It’s a striking trend each Onam – while Kerala celebrates at home, it’s Bengaluru and Chennai that top the charts for Onam Sadhya orders.

This year, nearly 75 percent of all Sadhya orders came from outside Kerala — a reminder that the festival of abundance has travelled beyond its borders, reflecting a modern India where diaspora nostalgia meets digital convenience.
Interestingly, even during Ganesh Chaturthi this year, Bengaluru, Delhi, and Kolkata were among the top five cities ordering modaks, with Vadodara, Surat, Dehradun, and Patna emerging as new modak hubs. This reflects how the celebration of the festival is spreading far beyond its traditional strongholds.
Similarly, during Durga Puja, close to 50 percent of the orders received on Swiggy for sandesh and mishti doi came from outside West Bengal. Food traditionally popular in a particular region is now being ordered, celebrated, and shared in cities far away — turning festivals from regional celebrations into shared experiences across the country. Migration, social media, and a growing appetite for regional authenticity have turned these dishes into ambassadors of culture.
Festivals as Shared Experiences
The redefinition of regional festivals is enabling cultural integration, as cross-regional celebrations are quietly weaving our diversity into a more unified fabric. Festivals are being seen as a medium for creating shared experiences with family and friends.
In addition, shared festivals are building communities — a home away from home — through the language of food. Whether it’s Bengali bhog and rosogolla during Durga Puja, Andhra’s pulihora during festivals, or puran poli during Ganesh Chaturthi, these delicacies are no longer confined to the states they were born in.
Today, India orders and celebrates festivals across the country with the same enthusiasm as the regions these festivals hail from. Restaurants are also supporting this shift by offering festive dishes that transcend regional boundaries.

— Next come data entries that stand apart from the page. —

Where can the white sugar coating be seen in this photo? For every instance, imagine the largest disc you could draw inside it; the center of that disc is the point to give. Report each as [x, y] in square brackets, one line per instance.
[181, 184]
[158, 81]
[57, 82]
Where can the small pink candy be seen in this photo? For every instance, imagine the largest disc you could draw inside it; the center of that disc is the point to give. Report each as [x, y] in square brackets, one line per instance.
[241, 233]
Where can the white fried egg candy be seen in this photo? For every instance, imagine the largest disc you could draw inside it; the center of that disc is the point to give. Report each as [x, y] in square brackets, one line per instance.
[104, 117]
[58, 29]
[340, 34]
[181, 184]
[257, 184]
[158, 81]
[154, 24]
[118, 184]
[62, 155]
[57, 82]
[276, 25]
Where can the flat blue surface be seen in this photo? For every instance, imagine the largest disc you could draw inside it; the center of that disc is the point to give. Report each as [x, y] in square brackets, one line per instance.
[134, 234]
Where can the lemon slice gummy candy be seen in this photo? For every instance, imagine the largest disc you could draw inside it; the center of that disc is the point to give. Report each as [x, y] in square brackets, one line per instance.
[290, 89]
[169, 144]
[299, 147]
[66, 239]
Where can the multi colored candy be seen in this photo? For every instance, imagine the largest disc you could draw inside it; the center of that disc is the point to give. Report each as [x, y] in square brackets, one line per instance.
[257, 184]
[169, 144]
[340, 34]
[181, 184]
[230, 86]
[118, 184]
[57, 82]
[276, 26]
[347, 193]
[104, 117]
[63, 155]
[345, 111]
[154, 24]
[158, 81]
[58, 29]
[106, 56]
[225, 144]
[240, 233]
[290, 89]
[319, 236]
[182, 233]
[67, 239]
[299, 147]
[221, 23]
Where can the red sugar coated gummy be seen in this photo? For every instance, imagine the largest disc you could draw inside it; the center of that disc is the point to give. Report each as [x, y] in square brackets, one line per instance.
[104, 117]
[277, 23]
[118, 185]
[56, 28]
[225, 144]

Technology as the New Tradition Keeper
Behind every seemingly simple festive order lies a network of cloud kitchens, logistics partners, and local sellers who make regional food discoverable and deliverable. For many households, this digital infrastructure keeps traditions alive amid modern schedules.
The complexity of regional recipes, from sourcing the right jaggery to maintaining ritual purity, used to be a barrier. Now, technology smooths the edges: curated menus, verified sellers, and hyperlocal supply chains ensure authenticity without the anxiety of coordination. In a way, platforms are not replacing rituals; they’re preserving them by making participation easier.
Changing Behaviour, Constant Emotion
The modern festive eater is driven by both convenience and curiosity. Younger consumers see festivals as a chance to explore and share, ordering foods they may never have cooked at home. Older generations, meanwhile, value how delivery allows tradition to continue even when time doesn’t permit elaborate preparations. Our data clearly reflects this.
The menus themselves are evolving. Festive tables now hold a blend of the old and the new, gajar halwa alongside tiramisu, vegan mithai beside classic laddu. The impulse is not to replace but to layer, to make celebration more inclusive and reflective of today’s lifestyles.
Building on this further, this festive season we have launched a “No Added Sugar” category to celebrate sweets mindfully. The menu is further divided into “Not Sweetened” and “Naturally Sweetened,” allowing users to get additional information before placing an order.
The New Festival Economy
Festive months are no longer just cultural high points; they’re also economic engines. Regional artisans, home chefs, and boutique brands plan their biggest launches around them. Cloud kitchens ramp up production, pop-ups test new markets, and digital storefronts offer limited-edition menus.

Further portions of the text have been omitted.